Et pourtant, une impulsion commune est de cacher ces erreurs : nettoyer la trace, réessayer l'action, ou réinitialiser l'état du modèle et le laisser à la magique "temperature". Cela semble plus sûr, plus contrôlé. Mais cela a un coût : Effacer l'échec supprime des preuves. Et sans preuves, le modèle ne peut pas s'adapter.

Dans notre expérience, l'une des méthodes les plus efficaces pour améliorer le comportement d'un agent est étonnamment simple : laisser les erreurs dans le contexte. Lorsque le modèle voit une action échouée—et l'observation ou la trace d'erreur qui en résulte—il met implicitement à jour ses croyances internes. Cela déplace son a priori loin d'actions similaires, réduisant la probabilité de répéter la même erreur. En fait, nous croyons que la récupération d'erreur est l'un des indicateurs les plus clairs d'un véritable comportement d'agent. Pourtant, elle reste sous-représentée dans la plupart des travaux académiques et des références publiques, qui se concentrent souvent sur la réussite des tâches dans des conditions idéales.

Ne vous faites pas piéger par le Few-Shot

Le few-shot prompting est une technique courante pour améliorer les résultats des LLM. Mais dans les systèmes d'agents, cela peut se retourner contre vous de façons subtiles. Les modèles de langage sont d'excellents imitateurs ; ils imitent le modèle de comportement dans le contexte. Si votre contexte est rempli de paires action-observation similaires passées, le modèle aura tendance à suivre ce schéma, même lorsqu'il n'est plus optimal.
Cela peut être dangereux dans les tâches qui impliquent des décisions ou des actions répétitives. Par exemple, lorsque vous utilisez Manus pour aider à examiner un lot de 20 CV, l'agent tombe souvent dans un rythme—répétant des actions similaires simplement parce que c'est ce qu'il voit dans le contexte. Cela conduit à une dérive, une surgénéralisation, ou parfois une hallucination.

La solution est d'augmenter la diversité. Manus introduit de petites quantités de variation structurée dans les actions et les observations—différents modèles de sérialisation, formulations alternatives, léger bruit dans l'ordre ou le formatage. Cette randomisation contrôlée aide à briser le schéma et ajuste l'attention du modèle.
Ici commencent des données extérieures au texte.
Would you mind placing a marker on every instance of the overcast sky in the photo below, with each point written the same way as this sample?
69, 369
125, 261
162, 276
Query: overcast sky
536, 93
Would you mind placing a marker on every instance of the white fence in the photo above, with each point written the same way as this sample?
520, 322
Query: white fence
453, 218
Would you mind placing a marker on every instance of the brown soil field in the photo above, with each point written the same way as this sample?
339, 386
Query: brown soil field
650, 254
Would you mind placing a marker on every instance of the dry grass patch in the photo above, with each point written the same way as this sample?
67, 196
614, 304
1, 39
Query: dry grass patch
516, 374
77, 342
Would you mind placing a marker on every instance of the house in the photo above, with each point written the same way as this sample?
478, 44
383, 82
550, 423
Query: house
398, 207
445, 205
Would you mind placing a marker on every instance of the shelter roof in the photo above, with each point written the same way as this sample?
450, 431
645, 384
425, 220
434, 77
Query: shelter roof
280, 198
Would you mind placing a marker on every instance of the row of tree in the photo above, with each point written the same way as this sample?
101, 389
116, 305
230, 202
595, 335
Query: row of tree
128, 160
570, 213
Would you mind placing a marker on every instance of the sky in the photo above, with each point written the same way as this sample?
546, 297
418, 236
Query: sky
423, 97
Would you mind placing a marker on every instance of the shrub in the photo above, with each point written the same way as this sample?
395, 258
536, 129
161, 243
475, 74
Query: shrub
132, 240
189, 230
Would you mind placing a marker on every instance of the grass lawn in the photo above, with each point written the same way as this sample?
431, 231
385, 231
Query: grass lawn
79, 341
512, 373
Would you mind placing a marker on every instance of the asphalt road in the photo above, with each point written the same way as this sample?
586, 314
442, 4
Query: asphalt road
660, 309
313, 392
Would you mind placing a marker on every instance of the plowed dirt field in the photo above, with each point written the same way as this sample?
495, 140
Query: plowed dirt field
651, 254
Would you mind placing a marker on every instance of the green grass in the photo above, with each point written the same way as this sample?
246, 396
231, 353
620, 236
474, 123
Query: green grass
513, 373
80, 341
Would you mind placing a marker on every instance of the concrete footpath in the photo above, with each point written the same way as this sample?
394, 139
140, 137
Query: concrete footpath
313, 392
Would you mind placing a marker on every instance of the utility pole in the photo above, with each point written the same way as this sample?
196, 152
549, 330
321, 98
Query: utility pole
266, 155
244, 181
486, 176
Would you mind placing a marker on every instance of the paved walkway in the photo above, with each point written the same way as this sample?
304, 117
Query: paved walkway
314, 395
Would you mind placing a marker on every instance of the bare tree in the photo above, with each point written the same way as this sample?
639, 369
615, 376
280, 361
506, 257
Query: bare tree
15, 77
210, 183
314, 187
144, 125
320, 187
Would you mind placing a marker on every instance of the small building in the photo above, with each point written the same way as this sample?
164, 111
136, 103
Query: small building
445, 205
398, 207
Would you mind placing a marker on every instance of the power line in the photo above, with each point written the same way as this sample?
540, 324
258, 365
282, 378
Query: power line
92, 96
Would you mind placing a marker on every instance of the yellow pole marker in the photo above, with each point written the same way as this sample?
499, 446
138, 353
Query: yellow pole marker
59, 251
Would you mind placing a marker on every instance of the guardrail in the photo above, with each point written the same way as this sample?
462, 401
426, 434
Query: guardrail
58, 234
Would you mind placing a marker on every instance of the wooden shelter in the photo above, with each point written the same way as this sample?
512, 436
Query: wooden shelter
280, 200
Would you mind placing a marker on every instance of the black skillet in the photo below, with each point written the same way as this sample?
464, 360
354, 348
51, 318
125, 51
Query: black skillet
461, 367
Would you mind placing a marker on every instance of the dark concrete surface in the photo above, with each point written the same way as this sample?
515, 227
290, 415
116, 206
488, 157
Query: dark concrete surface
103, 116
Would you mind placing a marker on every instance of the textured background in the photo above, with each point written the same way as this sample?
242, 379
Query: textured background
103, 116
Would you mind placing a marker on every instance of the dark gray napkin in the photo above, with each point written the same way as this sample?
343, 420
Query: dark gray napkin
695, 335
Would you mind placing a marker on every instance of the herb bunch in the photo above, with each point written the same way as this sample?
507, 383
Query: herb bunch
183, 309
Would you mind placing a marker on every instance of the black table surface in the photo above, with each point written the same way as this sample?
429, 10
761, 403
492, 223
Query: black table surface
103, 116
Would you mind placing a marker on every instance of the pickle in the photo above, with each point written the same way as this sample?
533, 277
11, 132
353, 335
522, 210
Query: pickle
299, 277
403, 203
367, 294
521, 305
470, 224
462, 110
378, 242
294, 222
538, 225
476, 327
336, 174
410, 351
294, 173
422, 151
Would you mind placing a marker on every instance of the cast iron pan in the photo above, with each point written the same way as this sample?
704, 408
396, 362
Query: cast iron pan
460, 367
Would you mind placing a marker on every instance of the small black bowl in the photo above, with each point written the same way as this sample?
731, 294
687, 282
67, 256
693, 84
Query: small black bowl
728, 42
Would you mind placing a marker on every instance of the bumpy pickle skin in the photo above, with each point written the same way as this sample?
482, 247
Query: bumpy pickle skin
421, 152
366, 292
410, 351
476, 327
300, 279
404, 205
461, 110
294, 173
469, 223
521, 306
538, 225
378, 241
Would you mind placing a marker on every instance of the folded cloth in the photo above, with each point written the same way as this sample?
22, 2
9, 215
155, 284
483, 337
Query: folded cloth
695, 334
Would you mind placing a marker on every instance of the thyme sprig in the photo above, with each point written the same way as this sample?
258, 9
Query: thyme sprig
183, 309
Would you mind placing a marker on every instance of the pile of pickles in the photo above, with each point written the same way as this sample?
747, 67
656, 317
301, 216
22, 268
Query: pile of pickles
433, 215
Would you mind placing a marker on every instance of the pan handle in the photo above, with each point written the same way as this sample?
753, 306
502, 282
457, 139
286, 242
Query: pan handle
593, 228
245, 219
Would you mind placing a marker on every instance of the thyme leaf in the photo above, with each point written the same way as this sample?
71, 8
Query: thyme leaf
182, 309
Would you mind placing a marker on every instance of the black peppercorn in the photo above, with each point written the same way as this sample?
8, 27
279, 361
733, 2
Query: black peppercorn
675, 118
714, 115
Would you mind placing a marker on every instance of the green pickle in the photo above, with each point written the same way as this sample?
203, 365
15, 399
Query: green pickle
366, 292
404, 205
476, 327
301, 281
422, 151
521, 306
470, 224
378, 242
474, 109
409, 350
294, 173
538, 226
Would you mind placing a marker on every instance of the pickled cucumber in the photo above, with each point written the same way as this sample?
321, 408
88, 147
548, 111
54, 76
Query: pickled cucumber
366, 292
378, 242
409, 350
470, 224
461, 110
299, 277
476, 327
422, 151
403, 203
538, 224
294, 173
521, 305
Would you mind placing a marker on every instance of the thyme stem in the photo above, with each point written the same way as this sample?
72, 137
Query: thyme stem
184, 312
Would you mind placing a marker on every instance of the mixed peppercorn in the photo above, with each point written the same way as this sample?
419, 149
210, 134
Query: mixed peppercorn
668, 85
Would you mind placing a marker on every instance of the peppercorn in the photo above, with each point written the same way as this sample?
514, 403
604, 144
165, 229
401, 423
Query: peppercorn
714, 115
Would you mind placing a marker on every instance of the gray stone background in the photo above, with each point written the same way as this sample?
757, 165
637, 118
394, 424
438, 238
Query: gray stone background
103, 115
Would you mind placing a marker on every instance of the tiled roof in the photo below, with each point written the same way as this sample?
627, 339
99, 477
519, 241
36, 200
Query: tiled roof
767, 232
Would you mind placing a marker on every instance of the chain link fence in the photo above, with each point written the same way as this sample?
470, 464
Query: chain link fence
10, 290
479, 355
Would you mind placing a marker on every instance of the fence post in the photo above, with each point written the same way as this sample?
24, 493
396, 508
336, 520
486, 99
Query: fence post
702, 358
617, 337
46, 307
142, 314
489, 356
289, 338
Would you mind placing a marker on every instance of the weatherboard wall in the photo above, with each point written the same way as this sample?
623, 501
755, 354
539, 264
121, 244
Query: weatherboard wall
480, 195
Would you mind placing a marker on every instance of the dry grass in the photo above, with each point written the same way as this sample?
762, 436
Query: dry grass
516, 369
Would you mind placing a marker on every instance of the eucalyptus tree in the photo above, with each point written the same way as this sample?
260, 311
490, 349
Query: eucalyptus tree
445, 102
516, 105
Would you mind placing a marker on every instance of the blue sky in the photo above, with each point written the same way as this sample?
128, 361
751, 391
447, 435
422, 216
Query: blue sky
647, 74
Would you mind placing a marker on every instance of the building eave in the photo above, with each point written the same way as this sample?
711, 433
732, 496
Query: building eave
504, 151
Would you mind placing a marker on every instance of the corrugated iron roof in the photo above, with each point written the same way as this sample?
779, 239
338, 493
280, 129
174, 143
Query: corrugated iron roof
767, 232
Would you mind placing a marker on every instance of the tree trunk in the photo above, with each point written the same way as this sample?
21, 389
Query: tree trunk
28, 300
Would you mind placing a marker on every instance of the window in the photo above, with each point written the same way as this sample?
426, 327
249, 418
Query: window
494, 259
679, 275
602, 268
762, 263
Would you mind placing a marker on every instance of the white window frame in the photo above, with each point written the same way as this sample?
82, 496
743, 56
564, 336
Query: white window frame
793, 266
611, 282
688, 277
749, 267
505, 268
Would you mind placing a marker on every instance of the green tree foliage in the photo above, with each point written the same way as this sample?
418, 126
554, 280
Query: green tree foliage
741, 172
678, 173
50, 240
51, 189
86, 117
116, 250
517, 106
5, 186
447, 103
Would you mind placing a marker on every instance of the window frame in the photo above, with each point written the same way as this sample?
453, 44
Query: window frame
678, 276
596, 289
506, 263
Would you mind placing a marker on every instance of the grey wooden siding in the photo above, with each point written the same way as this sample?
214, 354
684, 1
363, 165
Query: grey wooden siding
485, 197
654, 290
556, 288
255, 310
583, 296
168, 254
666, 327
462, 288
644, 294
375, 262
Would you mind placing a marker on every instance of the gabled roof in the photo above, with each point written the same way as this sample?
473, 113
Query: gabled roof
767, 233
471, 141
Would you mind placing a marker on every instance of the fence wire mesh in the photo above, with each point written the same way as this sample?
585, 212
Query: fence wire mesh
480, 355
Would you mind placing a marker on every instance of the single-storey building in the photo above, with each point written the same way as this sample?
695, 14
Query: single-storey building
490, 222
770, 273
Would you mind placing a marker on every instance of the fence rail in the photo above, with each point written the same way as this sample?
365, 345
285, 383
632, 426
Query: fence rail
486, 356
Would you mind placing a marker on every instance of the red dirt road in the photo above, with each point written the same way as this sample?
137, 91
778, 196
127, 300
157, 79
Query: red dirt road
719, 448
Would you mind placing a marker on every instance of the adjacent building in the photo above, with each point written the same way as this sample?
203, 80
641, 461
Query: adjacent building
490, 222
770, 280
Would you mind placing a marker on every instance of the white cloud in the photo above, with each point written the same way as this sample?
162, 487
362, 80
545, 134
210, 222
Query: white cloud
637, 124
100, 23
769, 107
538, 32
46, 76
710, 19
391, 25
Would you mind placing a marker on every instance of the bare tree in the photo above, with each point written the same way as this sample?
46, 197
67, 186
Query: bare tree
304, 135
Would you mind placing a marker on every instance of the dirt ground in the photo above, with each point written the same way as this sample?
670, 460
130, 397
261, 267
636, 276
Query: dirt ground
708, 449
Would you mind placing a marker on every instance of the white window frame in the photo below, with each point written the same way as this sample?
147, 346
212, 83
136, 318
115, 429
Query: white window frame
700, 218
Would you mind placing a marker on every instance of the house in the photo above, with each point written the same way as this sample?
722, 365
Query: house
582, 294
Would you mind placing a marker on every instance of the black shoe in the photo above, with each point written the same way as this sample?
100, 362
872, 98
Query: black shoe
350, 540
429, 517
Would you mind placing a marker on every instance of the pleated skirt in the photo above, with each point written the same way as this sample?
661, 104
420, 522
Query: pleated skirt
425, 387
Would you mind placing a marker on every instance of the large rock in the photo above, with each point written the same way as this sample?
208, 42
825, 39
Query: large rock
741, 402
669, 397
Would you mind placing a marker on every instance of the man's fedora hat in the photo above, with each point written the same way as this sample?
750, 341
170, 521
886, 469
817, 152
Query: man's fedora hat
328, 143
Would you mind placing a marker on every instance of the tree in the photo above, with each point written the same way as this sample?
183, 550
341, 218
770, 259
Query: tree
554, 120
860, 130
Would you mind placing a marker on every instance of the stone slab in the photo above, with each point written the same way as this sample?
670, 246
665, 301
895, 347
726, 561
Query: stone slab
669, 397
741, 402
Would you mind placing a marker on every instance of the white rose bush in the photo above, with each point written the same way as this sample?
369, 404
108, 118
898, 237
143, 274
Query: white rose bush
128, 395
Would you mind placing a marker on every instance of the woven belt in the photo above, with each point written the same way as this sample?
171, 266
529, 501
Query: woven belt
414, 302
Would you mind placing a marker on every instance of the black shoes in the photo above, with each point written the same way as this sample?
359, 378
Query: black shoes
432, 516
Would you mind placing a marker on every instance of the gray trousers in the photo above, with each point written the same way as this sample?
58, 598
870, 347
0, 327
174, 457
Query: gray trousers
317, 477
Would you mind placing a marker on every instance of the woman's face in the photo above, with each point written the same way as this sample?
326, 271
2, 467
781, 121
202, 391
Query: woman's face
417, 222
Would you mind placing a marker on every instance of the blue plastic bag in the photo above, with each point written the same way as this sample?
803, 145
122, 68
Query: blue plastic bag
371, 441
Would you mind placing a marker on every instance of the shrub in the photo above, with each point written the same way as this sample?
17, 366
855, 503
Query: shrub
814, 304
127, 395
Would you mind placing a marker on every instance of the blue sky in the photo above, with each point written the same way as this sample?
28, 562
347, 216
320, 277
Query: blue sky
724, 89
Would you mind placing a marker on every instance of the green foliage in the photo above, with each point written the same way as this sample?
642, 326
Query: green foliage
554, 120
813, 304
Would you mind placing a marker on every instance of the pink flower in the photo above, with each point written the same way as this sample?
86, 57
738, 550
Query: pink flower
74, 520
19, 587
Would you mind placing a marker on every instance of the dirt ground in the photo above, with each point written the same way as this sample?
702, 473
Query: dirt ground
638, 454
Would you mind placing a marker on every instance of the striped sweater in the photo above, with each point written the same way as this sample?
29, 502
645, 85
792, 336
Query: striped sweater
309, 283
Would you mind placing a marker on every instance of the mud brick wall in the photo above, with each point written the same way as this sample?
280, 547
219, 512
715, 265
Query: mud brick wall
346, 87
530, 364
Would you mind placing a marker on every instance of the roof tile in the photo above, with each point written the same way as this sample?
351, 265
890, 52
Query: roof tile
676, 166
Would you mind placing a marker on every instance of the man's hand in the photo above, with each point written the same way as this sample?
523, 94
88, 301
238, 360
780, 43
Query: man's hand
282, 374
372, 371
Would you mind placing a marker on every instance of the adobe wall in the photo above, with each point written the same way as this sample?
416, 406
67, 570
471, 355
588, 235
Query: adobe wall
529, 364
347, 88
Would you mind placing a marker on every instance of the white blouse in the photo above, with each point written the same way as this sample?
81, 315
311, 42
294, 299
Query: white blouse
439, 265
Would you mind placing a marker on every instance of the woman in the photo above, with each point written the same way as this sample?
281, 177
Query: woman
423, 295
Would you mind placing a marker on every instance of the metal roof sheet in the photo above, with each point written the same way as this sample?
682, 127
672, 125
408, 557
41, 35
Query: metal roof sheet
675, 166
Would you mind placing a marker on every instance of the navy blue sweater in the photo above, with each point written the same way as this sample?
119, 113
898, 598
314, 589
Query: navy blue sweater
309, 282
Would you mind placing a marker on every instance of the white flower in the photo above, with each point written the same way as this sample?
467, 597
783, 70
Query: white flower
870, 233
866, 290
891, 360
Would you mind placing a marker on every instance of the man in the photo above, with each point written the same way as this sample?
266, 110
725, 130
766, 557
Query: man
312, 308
En d'autres termes, ne vous enfermez pas dans une routine de few-shot. Plus votre contexte est uniforme, plus votre agent devient fragile.

Conclusion

L'ingénierie du contexte est encore une science émergente, mais pour les systèmes d'agents, elle est déjà essentielle. Les modèles peuvent devenir plus puissants, plus rapides et moins coûteux, mais aucune capacité brute ne remplace le besoin de mémoire, d'environnement et de retour d'information. La façon dont vous façonnez le contexte définit en fin de compte comment votre agent se comporte : sa vitesse d'exécution, sa capacité à se rétablir et son potentiel d'évolution.
Chez Manus, nous avons appris ces leçons à travers des réécritures répétées, des impasses et des tests en conditions réelles auprès de millions d'utilisateurs. Rien de ce que nous avons partagé ici n'est une vérité universelle, mais ce sont les modèles qui ont fonctionné pour nous. Si cela vous aide à éviter ne serait-ce qu'une itération douloureuse, alors cet article a rempli sa mission.
Le futur des agents sera construit un contexte à la fois. Concevez-les bien.